How easy it for African-Americans to love white nationalist supremacists? Or the parents of LGBT persons to pray for those who so bullied them that they took their own life? What about the families and friends of those killed by gun violence in Parkland ? Can they love the murderer?
How easy is it for the mother of a rape victim to love the molester? Or the wife of a drive by shooting victim to love his killer? Or can the children of parents brutally murdered in a home invasion love the perpetrators? Or someone you thought was a friend who betrays you and throws you under the bus? How easy, how feasible, how doable is that?
I suspect that Jesus knows how near impossible that is to do and how long, if ever, it takes to arrive at a place where we can begin to forgive and love those who harm us. Yet Jesus doesn’t expect us to ignore wrong doing. He isn’t saying we shouldn’t respond to hurt. He doesn’t propose that we should turn our back on oppression, injustice, and violence in the world. He is saying that we should not react the way the wisdom of the world would have us react with aggression and vengeance nor to assume that the only way to deal with a wrong is to get even.
We may be light years away from loving those who have done severe harm to us or to those dear to us, even to those we don’t know but hear about in the news and it might take a while for us just to pray for them even a little. I imagine that did not come any more easily for Mother Antonia. I imagine it may have even taken months or years for her to get from passing out blankets and toiletries to those prisoners at La Mesa to loving them even to death. “When you know in your heart that something is right, she once said, “that it’s who you are, that God is calling you to do something, you make the sacrifices you have to make.”

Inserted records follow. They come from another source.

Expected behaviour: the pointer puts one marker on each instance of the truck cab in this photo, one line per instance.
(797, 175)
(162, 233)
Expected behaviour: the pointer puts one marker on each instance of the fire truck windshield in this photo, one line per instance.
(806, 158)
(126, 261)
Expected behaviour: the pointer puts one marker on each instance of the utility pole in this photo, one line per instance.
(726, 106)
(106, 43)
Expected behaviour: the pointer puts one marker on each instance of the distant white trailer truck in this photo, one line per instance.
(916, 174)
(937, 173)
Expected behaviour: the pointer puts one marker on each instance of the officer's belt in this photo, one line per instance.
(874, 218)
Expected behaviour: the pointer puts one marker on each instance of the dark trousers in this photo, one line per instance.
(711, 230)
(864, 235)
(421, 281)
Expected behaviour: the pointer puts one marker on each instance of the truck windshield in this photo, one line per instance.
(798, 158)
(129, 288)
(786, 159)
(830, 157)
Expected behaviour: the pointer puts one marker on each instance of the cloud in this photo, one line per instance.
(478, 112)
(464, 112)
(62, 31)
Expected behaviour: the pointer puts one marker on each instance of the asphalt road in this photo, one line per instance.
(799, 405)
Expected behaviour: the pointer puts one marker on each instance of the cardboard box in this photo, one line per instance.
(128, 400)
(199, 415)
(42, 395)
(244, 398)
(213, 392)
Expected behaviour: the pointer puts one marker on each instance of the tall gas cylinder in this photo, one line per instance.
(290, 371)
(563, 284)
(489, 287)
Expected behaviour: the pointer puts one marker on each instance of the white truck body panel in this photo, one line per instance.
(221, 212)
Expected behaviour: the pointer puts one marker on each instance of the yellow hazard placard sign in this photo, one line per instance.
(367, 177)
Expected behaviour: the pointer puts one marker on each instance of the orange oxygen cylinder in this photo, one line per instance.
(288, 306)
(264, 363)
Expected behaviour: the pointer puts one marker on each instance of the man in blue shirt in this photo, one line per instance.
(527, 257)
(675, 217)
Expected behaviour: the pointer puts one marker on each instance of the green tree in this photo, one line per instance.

“It’s different to live among people than it is to visit them,” Mother Antonia said. Isn’t that exactly what Jesus did for us? Live among his people and teach them how to live a better life? Turning the other cheek, giving your cloak, going the extra measure, and giving generously are metaphors—something that casts new light on an otherwise abstract idea—metaphors for the extravagant love God has for us and asks us to share, even to our enemies.
On paper it all looks pretty good. Hearing it in the Sunday Gospel reading it sounds pretty good even if hard to imagine. Is there anyone here this morning who thinks that in practice it’s easy? Certainly not me. But because it’s not easy doesn’t mean it’s impossible. In fact, we can only get there by the grace of God.
Maybe we can begin by being more patient with those who try our patience or more understanding of why some people rub us the wrong way. Maybe Jesus wants us to begin by resisting evil, not by running away from our enemies and letting them think they have won. Maybe he wants us to love them by telling them how unjust they are being and giving them the opportunity to grow and learn from their behavior and attitude and to be open to God’s grace to change their aggressive and hurtful ways.
In the end, when I hear this difficult Gospel, I am challenged by the words of the English novelist, Anna Sewell, who wrote: “There is no religion without love, and people may talk as much as they like about religion, but if it does not teach them to be kind to man and beast, it is all a sham.”